Cataracts have been known to mankind for centuries. A cataract is a white or cloudy patch that develops in the eye lens, reducing the amount of light that passes through it and leading to blurred vision. The word cataract comes from the Latin word “cataracta” meaning waterfall, with the condition possibly therefore named after the white appearance of rapidly running water.
The earliest documented case of cataract was reported to be in a museum in Cairo that houses a small statue from the 5th dynasty (about 2457-2467 B.C.E.) The wooden statue of a priest reader clearly has a white patch carved into the pupil of the left eye, and is thought to represent a cataract.
Couching
Couching is the earliest surgical procedure to be used in the treatment of cataracts. Several illustrations on the inside of Egyptian temples and tombs depict surgical instruments that indicate the use of couching, a procedure that involved dislodging the eye lens to clear the cataract.
The procedure was first described by Maharshi Sushruta, an ancient Indian surgeon, in his treatise called the “Sushruta Samhita, Uttar Tantra” dating back to 800 B.C.E. The text describes the couching procedure, in which a needle is used to force the lens to towards the back of the eye. The eye would then be soaked with clarified butter and bandaged.
Couching was introduced to China during the late West Han Dynasty (206 B.C.E.-9 A.C.E). Also known of as jin pi shu, the use of the procedure spread throughout China. During the Tang Dynasty (618-907 A.C.E.), jin pi shi became combined with acupuncture and became a part of Chinese medical practice until the formation of the Republic of China in 1911 when the government claimed the procedure was unscientific.
In 1949, when the People’s Republic of China was established, the procedure was encouraged by Chairman Mao who treasured traditional Chinese medicine. After his death however, many Chinese ophthalmologists criticized jin pi shu for its high complication rate and low success rate and the operation is now gradually being faded out.
In the West, the earliest reference to cataract surgery was found in the work of Latin encyclopaedist Aulus Cornelius Celsus, which described the couching procedure in his work De Medicinae of 29 B.C.
Couching is a dangerous and unsuccessful method for treating cataracts, leading to severe complications and complete blindness in most cases.
Cataract extraction surgery
Couching was eventually replaced by cataract extraction surgery, which used a suction device to remove the lens.
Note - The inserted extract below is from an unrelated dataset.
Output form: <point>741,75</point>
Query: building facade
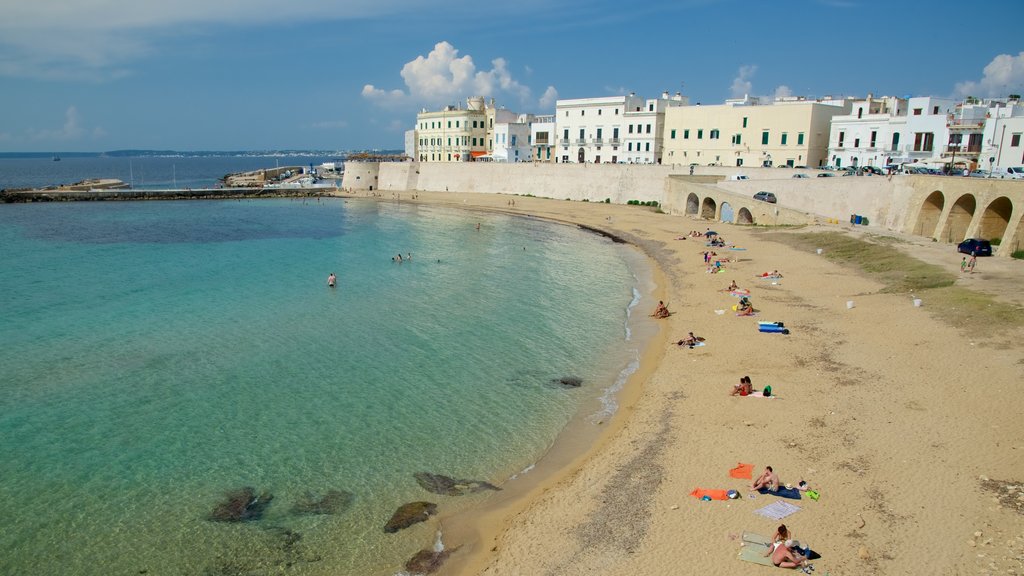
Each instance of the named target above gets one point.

Bronze oral suction instruments have been found from as early as 2nd century A.C.E. In the 10th-century, Persian physician Muhammad ibn Zakariya al-Razi described the procedure and attributed it to a 2nd-century Greek physician Antyllus.
Jacques Daviel (1696–1762), a French ophthalmologist, was one of the first European physicians to successfully extract cataracts from the eye, with his first operation dated to April 8, 1747. Albrech von Graefe (1828-1870), next described his “modified linear extraction” as a new technique for the removal of cataracts.
Introduction of the artificial intraocular lens
The pioneer of artificial intraocular lens transplant surgery was the English ophthalmologist Sir Nicholas Harold Lloyd Ridley who performed the first procedure in 1949. For the artificial eye lens, Ridley used a material called polymethylmethacrylate (PMMA), which became the gold standard as the substance to use for implant procedures.
Ridley noticed that Royal Air force pilots whose canopies had been struck with bullets seemed to tolerate any pieces of PMMA that had been left in their eyes. On 29 November 1949, Ridley performed the first successful intraocular lens transplant using the material at St. Thomas’s Hospital in London.
Advent of phacoemulsification
Phacoemulsification was introduced by ophthalmologist Charles D. Kelman in 1967. The technique uses ultrasonic waves to break down the nucleus of the crystalline lens so that cataracts can be removed without the need for a large incision into the cornea. With this new method of surgery, patients experienced less pain and could spend less time in hospital.